Reason together and take a different path: NPMHR

DIMAPUR, JULY 21 (MExN): The Naga Peoples’ Movement for Human Rights (NPMHR) today made a public statement of the situation in Manipur and said that it is the “mundane violence of being a disposable people, marked for death” that has catalyzed the incidents that are currently going ‘viral’.

It appealed to the people and communities “who have fallen prey to demagogues who strive to inflame prejudice” to instead “reason together in conscience and take a different path.

A press release from the NPMHR questioned why does it have to take “three months of burnings, beheadings, and rape before state machinery even decides to make perfunctory motions of redressal.”

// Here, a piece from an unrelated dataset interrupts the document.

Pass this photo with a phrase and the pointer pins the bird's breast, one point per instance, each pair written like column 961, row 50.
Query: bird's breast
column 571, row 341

“The government has lost all legitimacy and should not stand. Besides those who were directly involved in the crime, the people abetting such perpetration and the apathy and justification of the community should be condemned by all,” it said.

The NPMHR said that women continue to fight against this most ancient yet present form of structural violence and strive to be agents and not mere repositories of imagined communal dignity. It appealed for sense and solidarity amongst all communities; to “refuse to be pawns in machinations of no benefit to humankind.”

While citing the history of violence in the Naga Hills, and the crimes by armed forces that were shielded by the Armed Forces Special Powers Act, the NPMHR said that “the decades of indignity that the people and communities have been facing and fighting together cannot be allowed to be lost in this continued mayhem in Manipur.” 

It asserted that there should be no misdiagnosis of this conflict as a ‘law and order' problem or an ethnic and religious clash. “The people of the region, Indian leaders, and the Military need to open frank dialogue on the unresolved political issues of the region. Without addressing this, people will be hoodwinked into believing that the leaders are serious about restoring peace in Manipur when for 26 years they have not been able to conclude the Indo-Naga peace talk,” it stated.

It meanwhile stressed that “no person can be deprived of his/her life and that the dignity of the human person should be preserved as an unassailable, self-evident right.”